About 600 Afghan interpreters who served with British forces fighting the Taliban in southern Afghanistan will be allowed to stay in the UK, the government has said.
Prime Minister David Cameron initially opposed the decision, but backed down after a campaign that called for interpreters and their families to be allowed to settle under a similar package to one supporting Iraqi interpreters, and a legal challenge in the UK High Court.
A source from Cameron's office in Downing Street said on Wednesday that he was now preparing to offer five-year visas to those who served on the front line for a year or more.
Cameron had said earlier that Afghan interpreters, who said they were under threat of attack from the Taliban in their homeland because of their work with foreign forces, should only be allowed to stay in Britain "in extremis".
"When we think of all that we have spent and all the cost in money and human lives we have put into Afghanistan, we should do everything we can to encourage talented Afghans to stay in their country and contribute to it," he said.
However, the Downing Street source said that Britain should recognise the service given by those who had regularly put themselves in real danger while working for the UK.
"The PM has been very clear that we should not turn our backs on those who have trod the same path as our soldiers in Helmand, consistently putting their lives at risk to help our troops achieve their mission," the source said.
"These proposals give them a choice: the opportunity to go on working in Afghanistan, learning new skills and to go on rebuilding their country or to come and make a new start in Britain."

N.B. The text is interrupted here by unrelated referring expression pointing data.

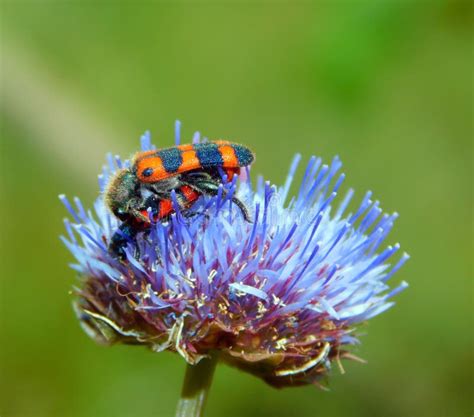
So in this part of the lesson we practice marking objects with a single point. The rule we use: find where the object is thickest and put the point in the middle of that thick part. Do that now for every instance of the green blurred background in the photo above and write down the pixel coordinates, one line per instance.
(387, 85)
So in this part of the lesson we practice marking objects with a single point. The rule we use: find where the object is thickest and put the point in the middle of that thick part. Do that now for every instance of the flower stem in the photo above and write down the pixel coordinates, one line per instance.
(197, 382)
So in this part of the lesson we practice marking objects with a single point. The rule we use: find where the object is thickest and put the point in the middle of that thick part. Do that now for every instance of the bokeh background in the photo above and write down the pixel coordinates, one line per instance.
(387, 85)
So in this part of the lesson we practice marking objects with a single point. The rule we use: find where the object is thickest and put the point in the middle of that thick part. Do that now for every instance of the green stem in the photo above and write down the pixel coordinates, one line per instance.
(197, 382)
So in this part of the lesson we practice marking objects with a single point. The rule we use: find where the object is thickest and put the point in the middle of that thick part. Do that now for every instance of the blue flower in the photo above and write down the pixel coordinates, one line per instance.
(280, 297)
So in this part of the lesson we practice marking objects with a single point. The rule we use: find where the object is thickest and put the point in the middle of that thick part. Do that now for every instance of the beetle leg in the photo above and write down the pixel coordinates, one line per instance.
(212, 188)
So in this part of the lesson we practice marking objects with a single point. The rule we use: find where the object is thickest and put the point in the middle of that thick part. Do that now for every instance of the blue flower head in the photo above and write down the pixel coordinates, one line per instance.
(280, 297)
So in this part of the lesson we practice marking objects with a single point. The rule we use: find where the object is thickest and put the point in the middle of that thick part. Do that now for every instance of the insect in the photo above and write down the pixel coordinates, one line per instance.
(190, 170)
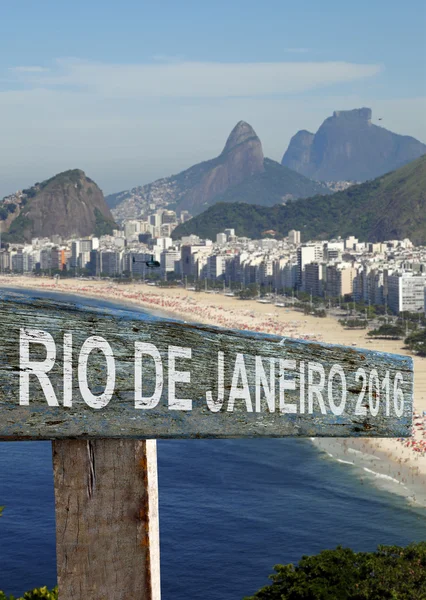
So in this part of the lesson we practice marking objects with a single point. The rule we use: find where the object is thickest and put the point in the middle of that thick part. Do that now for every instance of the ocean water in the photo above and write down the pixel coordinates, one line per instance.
(229, 511)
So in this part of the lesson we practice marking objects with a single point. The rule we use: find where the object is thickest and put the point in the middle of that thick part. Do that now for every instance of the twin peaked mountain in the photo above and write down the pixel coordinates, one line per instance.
(239, 173)
(346, 147)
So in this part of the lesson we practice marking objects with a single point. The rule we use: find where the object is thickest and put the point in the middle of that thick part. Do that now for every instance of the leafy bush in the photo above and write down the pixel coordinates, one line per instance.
(393, 332)
(390, 573)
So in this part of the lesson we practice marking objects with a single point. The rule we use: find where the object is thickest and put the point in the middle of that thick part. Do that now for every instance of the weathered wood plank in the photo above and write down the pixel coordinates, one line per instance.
(107, 532)
(374, 389)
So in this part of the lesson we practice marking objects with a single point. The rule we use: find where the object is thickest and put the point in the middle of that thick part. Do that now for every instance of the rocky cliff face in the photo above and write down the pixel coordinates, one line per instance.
(348, 146)
(190, 190)
(68, 204)
(241, 163)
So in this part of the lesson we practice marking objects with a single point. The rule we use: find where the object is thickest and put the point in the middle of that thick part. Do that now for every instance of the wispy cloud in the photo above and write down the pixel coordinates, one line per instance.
(28, 69)
(185, 79)
(297, 50)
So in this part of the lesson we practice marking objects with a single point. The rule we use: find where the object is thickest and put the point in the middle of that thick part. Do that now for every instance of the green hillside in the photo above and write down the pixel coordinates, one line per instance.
(277, 184)
(390, 207)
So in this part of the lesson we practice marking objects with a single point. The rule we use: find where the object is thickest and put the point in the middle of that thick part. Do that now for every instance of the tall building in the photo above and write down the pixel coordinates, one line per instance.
(294, 237)
(221, 239)
(340, 280)
(406, 292)
(306, 254)
(314, 279)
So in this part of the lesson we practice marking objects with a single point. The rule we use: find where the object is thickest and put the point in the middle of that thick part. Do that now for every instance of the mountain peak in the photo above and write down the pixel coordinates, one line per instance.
(349, 147)
(241, 133)
(361, 114)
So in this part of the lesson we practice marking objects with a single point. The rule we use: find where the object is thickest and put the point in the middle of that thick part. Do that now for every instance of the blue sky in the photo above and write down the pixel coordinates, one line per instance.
(133, 90)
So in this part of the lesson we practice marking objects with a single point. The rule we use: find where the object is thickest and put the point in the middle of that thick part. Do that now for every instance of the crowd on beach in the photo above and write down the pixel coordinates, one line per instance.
(186, 305)
(419, 431)
(236, 315)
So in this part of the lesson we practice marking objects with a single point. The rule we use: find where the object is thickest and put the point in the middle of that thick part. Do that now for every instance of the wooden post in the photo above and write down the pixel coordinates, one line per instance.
(201, 381)
(107, 531)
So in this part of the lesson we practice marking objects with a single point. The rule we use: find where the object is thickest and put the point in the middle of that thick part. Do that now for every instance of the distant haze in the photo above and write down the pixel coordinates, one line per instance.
(125, 140)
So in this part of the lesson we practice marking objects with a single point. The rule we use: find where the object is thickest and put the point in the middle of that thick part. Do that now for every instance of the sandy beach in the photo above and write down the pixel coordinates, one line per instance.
(408, 457)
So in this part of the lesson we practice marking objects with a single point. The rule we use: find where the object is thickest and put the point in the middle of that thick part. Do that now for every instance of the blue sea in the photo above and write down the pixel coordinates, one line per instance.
(229, 511)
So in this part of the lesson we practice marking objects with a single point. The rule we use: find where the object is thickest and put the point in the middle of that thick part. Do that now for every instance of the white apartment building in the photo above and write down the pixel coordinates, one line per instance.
(307, 253)
(294, 237)
(406, 292)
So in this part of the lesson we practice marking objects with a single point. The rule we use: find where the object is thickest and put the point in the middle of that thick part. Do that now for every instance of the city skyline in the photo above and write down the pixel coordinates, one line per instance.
(131, 100)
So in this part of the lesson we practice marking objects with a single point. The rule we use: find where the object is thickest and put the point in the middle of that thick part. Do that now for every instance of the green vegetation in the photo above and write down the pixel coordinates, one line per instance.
(390, 573)
(392, 332)
(390, 207)
(416, 342)
(103, 226)
(274, 186)
(18, 228)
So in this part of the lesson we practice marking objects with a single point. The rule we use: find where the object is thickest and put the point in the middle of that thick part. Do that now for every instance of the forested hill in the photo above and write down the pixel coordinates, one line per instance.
(390, 207)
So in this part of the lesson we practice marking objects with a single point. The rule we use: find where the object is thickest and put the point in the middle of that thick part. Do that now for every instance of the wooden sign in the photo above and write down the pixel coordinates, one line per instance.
(70, 373)
(82, 376)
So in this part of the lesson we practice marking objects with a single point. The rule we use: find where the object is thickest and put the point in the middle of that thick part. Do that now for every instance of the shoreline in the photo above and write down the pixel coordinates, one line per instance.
(232, 313)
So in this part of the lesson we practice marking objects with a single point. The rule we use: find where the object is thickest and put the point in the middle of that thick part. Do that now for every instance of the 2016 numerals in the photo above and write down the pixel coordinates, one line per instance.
(378, 391)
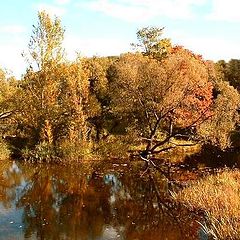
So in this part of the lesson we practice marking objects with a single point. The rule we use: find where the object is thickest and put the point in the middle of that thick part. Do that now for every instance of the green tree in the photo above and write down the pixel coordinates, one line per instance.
(151, 43)
(170, 99)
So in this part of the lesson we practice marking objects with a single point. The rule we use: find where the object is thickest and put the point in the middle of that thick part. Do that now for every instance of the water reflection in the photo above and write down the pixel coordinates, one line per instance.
(102, 203)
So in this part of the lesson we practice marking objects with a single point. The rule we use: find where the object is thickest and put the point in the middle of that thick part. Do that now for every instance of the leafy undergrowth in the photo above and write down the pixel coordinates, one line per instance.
(219, 197)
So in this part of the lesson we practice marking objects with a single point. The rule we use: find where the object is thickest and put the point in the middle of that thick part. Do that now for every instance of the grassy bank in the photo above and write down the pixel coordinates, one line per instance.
(219, 197)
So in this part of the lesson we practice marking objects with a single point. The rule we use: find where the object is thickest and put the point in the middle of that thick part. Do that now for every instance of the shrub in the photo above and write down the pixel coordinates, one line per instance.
(219, 196)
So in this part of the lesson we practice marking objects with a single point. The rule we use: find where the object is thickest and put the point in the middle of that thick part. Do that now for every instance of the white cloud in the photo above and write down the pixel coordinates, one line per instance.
(141, 10)
(225, 10)
(62, 2)
(51, 9)
(12, 29)
(95, 46)
(211, 48)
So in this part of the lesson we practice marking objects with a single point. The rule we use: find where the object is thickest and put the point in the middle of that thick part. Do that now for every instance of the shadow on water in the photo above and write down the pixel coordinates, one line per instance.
(213, 157)
(81, 202)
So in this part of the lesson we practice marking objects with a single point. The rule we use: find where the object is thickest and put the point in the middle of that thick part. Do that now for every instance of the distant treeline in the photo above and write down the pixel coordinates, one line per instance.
(151, 100)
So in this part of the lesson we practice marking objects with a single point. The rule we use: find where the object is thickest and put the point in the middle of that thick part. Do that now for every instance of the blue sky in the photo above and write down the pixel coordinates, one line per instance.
(107, 27)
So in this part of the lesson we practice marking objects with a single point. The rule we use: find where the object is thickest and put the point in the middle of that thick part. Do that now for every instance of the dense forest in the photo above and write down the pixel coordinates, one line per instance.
(149, 101)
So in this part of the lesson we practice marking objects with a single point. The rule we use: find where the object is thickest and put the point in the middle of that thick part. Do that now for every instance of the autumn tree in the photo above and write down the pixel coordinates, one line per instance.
(163, 100)
(151, 43)
(55, 98)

Under the new proposals, those who wish to remain in Afghanistan will receive an improved financial offer under the new plans.
They will be paid their salary for five years if they train or study, or be paid for 18 months if not.
The interpreters' campaign included a petition this month calling for asylum in Britain.
Former Afghan interpreter Mohammad, who had been granted asylum, handed a petition to the foreign ministry that said that they faced the threat of being attacked by the Taliban in their homeland because of their work with foreign forces.
Three men who worked as interpreters for British forces in Afghanistan had launched a legal challenge this month to win the right to live in the UK.
They challenged the government's decision to refuse them the support offered to interpreters in Iraq, who were offered the right to indefinite leave to enter or settle in Britain, or instead a compensation package.
The UK is set to withdraw 3,800 of the country's 9,000 troops from Afghanistan this year, as the NATO-led foreign force prepares to withdraw all combat troops by the end of next year.